HAPPY NEW YEAR!
I know it’s been FOREVER since I’ve done a post and there are several reasons for that…and those several reasons is why I have decided to discontinue my blog come renewal time in February. I LOVE cooking…I LOVE trying new recipes…I LOVE sharing yummy recipes I find…however, I don’t love the cost of the blog. I pay a fee to have my web address & other things and because I can’t afford to have someone do my site for me professionally & have it look all cool…take classes to improve my pictures…find time to try new recipes (plus buy ingredients and find people to help me eat all the food)…I just came to the conclusion that I need to just end the blog. I’m not for sure how many people are even looking at it anyway…using/liking the recipes. For those of you that are trying my recipes…THANK YOU! I can’t say it enough…THANK YOU…from the bottom of my heart…THANK YOU!!!! I will continue to try new recipes so if you would still like to try recipes I find, please send me an email…either thru the Contact Jodi page or email: firstname.lastname@example.org. I’m not for sure how often I will find a new recipe or have time to email the recipe out, however, I will try. It saddens me to stop doing the blog, however, I just don’t think I can keep doing it…sorry. THANK YOU again for your support…I think I’m paid up thru February 1st so if you want any recipes PLEASE PRINT THEM BEFORE FEBRUARY 1st! Thank you! Jodi
Below is a new healthy recipe I tried. I didn’t follow the recipe exactly so I’m guessing the meal is between 9-10 Weight Watcher Points Plus…it’s an easy, healthy, & yummy meal…try it!

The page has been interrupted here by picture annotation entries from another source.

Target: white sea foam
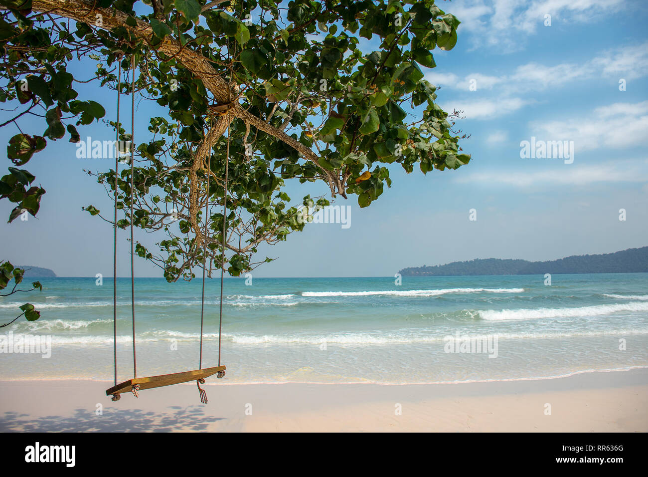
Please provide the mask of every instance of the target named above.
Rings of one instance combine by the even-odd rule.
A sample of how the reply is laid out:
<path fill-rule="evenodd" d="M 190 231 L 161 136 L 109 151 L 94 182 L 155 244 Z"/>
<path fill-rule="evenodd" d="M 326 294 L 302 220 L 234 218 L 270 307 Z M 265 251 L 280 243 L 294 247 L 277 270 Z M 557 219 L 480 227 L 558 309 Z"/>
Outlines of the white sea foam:
<path fill-rule="evenodd" d="M 616 295 L 614 293 L 603 293 L 604 297 L 627 300 L 648 300 L 648 295 Z"/>
<path fill-rule="evenodd" d="M 112 323 L 111 319 L 96 319 L 88 321 L 86 320 L 45 320 L 41 319 L 38 321 L 21 321 L 16 323 L 16 326 L 20 330 L 25 329 L 29 332 L 43 332 L 82 330 L 93 324 Z"/>
<path fill-rule="evenodd" d="M 446 293 L 522 293 L 524 288 L 442 288 L 437 290 L 384 290 L 377 291 L 303 291 L 303 297 L 365 297 L 387 295 L 395 297 L 434 297 Z"/>
<path fill-rule="evenodd" d="M 560 318 L 610 315 L 619 312 L 648 312 L 648 303 L 631 302 L 609 305 L 593 305 L 571 308 L 535 308 L 521 310 L 485 310 L 477 313 L 480 317 L 491 321 L 529 320 L 538 318 Z"/>

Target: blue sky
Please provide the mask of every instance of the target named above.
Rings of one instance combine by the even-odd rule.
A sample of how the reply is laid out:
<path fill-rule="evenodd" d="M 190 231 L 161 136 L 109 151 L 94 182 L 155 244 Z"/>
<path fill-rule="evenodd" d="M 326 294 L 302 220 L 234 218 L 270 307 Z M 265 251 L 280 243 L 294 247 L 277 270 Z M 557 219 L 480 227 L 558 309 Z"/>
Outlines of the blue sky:
<path fill-rule="evenodd" d="M 457 127 L 470 135 L 462 146 L 472 160 L 426 176 L 391 168 L 391 188 L 368 208 L 360 209 L 355 197 L 335 202 L 351 206 L 351 227 L 310 224 L 286 242 L 262 249 L 279 258 L 255 276 L 389 276 L 455 260 L 552 260 L 648 245 L 648 3 L 438 3 L 462 21 L 459 41 L 450 52 L 435 51 L 437 67 L 422 69 L 441 86 L 439 103 L 463 111 Z M 546 15 L 551 26 L 544 25 Z M 88 67 L 90 77 L 92 66 L 80 67 Z M 114 115 L 112 92 L 80 92 L 101 98 Z M 138 123 L 141 130 L 146 123 Z M 0 129 L 5 143 L 17 132 L 10 129 Z M 111 134 L 104 125 L 81 132 L 82 138 Z M 573 162 L 521 158 L 520 142 L 532 136 L 573 141 Z M 102 188 L 82 171 L 101 169 L 105 160 L 78 159 L 75 151 L 59 141 L 29 162 L 47 193 L 38 219 L 0 221 L 0 258 L 61 276 L 111 275 L 112 230 L 81 210 L 90 203 L 110 208 Z M 327 190 L 295 184 L 288 191 L 296 201 Z M 0 202 L 3 217 L 10 209 Z M 469 220 L 470 209 L 476 221 Z M 139 234 L 145 243 L 154 241 Z M 121 276 L 129 273 L 125 238 Z M 160 276 L 141 259 L 136 273 Z"/>

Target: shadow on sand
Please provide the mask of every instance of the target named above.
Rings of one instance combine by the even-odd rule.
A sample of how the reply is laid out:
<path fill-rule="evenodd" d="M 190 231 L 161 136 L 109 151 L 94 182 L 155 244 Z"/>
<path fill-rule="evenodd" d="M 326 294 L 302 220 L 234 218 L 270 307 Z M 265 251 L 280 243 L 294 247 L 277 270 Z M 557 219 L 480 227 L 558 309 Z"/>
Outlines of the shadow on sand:
<path fill-rule="evenodd" d="M 69 416 L 41 416 L 6 411 L 0 415 L 1 432 L 170 432 L 204 431 L 224 418 L 206 415 L 198 406 L 170 406 L 170 411 L 108 408 L 102 415 L 95 410 L 75 410 Z"/>

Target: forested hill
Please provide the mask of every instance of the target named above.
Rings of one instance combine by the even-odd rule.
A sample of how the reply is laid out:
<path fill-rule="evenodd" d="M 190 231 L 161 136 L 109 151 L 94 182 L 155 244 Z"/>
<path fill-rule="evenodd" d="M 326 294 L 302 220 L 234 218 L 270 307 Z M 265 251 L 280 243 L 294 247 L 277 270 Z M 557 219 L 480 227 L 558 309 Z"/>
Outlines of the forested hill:
<path fill-rule="evenodd" d="M 56 276 L 56 274 L 49 268 L 41 268 L 41 267 L 32 267 L 29 265 L 20 265 L 16 268 L 21 268 L 25 270 L 25 278 L 36 277 L 45 278 Z"/>
<path fill-rule="evenodd" d="M 545 273 L 648 273 L 648 247 L 628 249 L 601 255 L 574 255 L 557 260 L 528 262 L 521 260 L 478 258 L 434 267 L 410 267 L 401 270 L 404 276 L 456 275 L 531 275 Z"/>

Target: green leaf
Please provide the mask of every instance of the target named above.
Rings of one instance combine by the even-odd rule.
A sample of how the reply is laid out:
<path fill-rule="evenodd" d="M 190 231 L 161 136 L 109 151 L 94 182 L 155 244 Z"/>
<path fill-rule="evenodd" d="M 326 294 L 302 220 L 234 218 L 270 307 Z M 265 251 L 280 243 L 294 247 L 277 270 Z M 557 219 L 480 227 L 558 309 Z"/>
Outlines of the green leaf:
<path fill-rule="evenodd" d="M 182 12 L 185 18 L 193 22 L 198 21 L 202 8 L 196 0 L 176 0 L 176 8 Z"/>
<path fill-rule="evenodd" d="M 34 153 L 45 149 L 47 141 L 40 136 L 33 138 L 29 134 L 16 134 L 9 140 L 6 147 L 6 156 L 16 165 L 26 164 Z"/>
<path fill-rule="evenodd" d="M 437 45 L 442 50 L 446 50 L 446 51 L 451 50 L 454 48 L 454 45 L 456 44 L 457 32 L 455 30 L 453 30 L 452 33 L 445 34 L 437 38 Z"/>
<path fill-rule="evenodd" d="M 336 129 L 341 129 L 343 125 L 344 119 L 330 116 L 319 130 L 319 134 L 322 136 L 327 136 L 331 132 L 334 132 Z"/>
<path fill-rule="evenodd" d="M 371 134 L 378 130 L 380 126 L 380 120 L 378 117 L 378 113 L 374 108 L 371 108 L 367 113 L 367 115 L 362 119 L 362 125 L 360 126 L 360 131 L 362 134 Z"/>
<path fill-rule="evenodd" d="M 25 312 L 25 317 L 27 319 L 27 321 L 36 321 L 40 318 L 40 312 L 35 310 L 34 305 L 31 303 L 25 303 L 24 305 L 21 305 L 20 309 Z"/>
<path fill-rule="evenodd" d="M 268 61 L 268 58 L 257 49 L 243 50 L 241 52 L 241 63 L 252 73 L 259 73 Z"/>
<path fill-rule="evenodd" d="M 249 30 L 242 21 L 237 23 L 237 34 L 234 36 L 238 44 L 243 46 L 249 41 Z"/>
<path fill-rule="evenodd" d="M 99 210 L 92 205 L 89 205 L 87 207 L 84 208 L 84 210 L 86 212 L 89 212 L 91 215 L 96 215 L 99 213 Z"/>
<path fill-rule="evenodd" d="M 152 18 L 150 23 L 151 28 L 153 29 L 153 32 L 156 34 L 156 36 L 157 38 L 161 39 L 167 35 L 171 34 L 171 31 L 169 29 L 168 27 L 159 20 Z"/>
<path fill-rule="evenodd" d="M 27 78 L 27 85 L 32 92 L 40 97 L 48 108 L 54 104 L 49 93 L 49 85 L 44 79 L 38 76 L 30 76 Z"/>
<path fill-rule="evenodd" d="M 419 64 L 423 66 L 427 66 L 428 68 L 434 68 L 437 66 L 437 64 L 434 62 L 434 58 L 432 56 L 432 54 L 425 48 L 417 48 L 412 51 L 412 55 L 414 57 L 414 60 Z"/>

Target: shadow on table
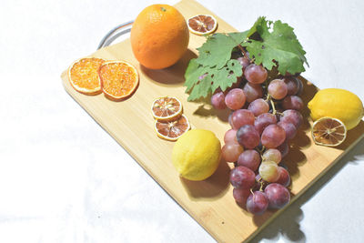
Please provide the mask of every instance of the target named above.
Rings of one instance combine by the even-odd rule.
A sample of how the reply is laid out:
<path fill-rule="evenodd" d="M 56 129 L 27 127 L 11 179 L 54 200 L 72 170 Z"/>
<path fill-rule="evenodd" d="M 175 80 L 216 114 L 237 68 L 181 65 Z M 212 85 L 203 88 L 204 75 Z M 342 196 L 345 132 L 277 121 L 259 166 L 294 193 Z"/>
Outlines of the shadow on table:
<path fill-rule="evenodd" d="M 361 122 L 362 123 L 362 122 Z M 330 179 L 348 163 L 356 164 L 357 158 L 364 157 L 364 139 L 361 139 L 351 151 L 345 155 L 324 176 L 312 185 L 301 197 L 293 202 L 280 215 L 278 215 L 268 227 L 260 231 L 251 242 L 260 242 L 263 238 L 278 240 L 279 235 L 285 239 L 294 242 L 306 242 L 305 233 L 301 230 L 299 222 L 304 218 L 301 210 L 302 205 L 315 196 Z M 280 234 L 279 234 L 280 233 Z"/>

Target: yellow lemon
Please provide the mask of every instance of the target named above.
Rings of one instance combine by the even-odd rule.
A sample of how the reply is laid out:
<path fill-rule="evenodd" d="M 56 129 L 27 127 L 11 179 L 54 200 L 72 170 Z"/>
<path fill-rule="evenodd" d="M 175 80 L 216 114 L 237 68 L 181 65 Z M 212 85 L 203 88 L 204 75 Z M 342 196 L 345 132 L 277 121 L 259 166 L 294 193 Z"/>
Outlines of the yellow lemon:
<path fill-rule="evenodd" d="M 348 130 L 354 128 L 364 114 L 361 100 L 350 91 L 340 88 L 319 90 L 308 106 L 314 121 L 324 116 L 334 117 L 342 121 Z"/>
<path fill-rule="evenodd" d="M 193 129 L 182 135 L 173 147 L 172 162 L 179 175 L 189 180 L 204 180 L 220 163 L 221 144 L 208 130 Z"/>

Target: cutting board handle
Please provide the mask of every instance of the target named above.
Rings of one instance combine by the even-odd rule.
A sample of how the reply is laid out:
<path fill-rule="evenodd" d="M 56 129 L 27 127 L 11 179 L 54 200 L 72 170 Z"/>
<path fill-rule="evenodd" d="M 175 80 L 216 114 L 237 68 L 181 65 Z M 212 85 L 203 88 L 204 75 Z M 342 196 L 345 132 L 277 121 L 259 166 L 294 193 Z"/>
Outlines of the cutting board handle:
<path fill-rule="evenodd" d="M 133 23 L 134 23 L 134 20 L 131 20 L 131 21 L 123 23 L 123 24 L 121 24 L 121 25 L 116 26 L 115 28 L 111 29 L 111 30 L 102 38 L 102 40 L 100 41 L 100 44 L 99 44 L 98 46 L 97 46 L 97 50 L 100 49 L 100 48 L 102 48 L 102 47 L 105 47 L 105 46 L 109 46 L 116 37 L 118 37 L 118 36 L 120 36 L 120 35 L 125 35 L 125 34 L 126 34 L 126 33 L 129 33 L 130 30 L 131 30 L 131 28 L 128 28 L 128 27 L 129 27 L 129 26 L 131 27 L 131 25 L 133 25 Z M 116 35 L 116 33 L 117 31 L 120 31 L 120 32 L 118 32 L 118 34 Z M 107 40 L 109 40 L 109 41 L 107 41 Z"/>

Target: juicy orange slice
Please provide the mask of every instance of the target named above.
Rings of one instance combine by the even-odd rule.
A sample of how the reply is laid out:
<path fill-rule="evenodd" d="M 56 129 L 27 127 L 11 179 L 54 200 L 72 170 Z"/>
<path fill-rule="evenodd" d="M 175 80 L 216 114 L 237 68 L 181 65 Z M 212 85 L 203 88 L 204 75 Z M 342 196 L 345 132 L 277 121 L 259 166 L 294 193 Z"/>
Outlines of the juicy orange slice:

Parmesan Chicken with Caesar Roasted Romaine
4 (7-oz.) skinless, boneless chicken breasts
Salt & pepper
½ c shredded Parmesan, Romano, & Asiago cheese
½ c panko
3 Tbsp olive oil, divided
2 Tbsp chopped parsley (I had dried parsley on hand & used that)
2 large hearts of romaine, halved lengthwise
1 lemon, cut into 8 wedges (optional)
Preheat oven to 450°.
Line a large rimmed baking sheet with foil (or use a Silpat).
Season chicken with garlic powder, salt, & pepper; place on prepared sheet.
Combine cheese, panko, 2 Tbsp oil, parsley, and a little more garlic powder, salt, & pepper.
Pat panko mixture onto breasts.
Roast chicken until crumbs begin to turn golden, about 15 minutes.
Drizzle romaine with 1 Tbsp oil and sprinkle with garlic powder, salt, & pepper (I sprinkled a little cheese & panko on top too.)
Remove sheet from oven; place romaine around chicken. Roast until chicken is cooked through (meat thermometer reads 165°) & lettuce is browned at edges, about 5 minutes. Divide among plates.
- You can squeeze lemon over the lettuce, I just didn’t have any on hand & they still tasted good plain or with a little Olive Garden Light Italian Dressing.
- Chicken was good, however, next time I might take it out when thermometer reads 160° & let it rest until temperature reads 165°.
- I buy the bag of shredded Parmesan, Romano, & Asiago cheese blend, however, you can use just Parmesan cheese, shredded or grated, if you want or any cheese you like for that matter!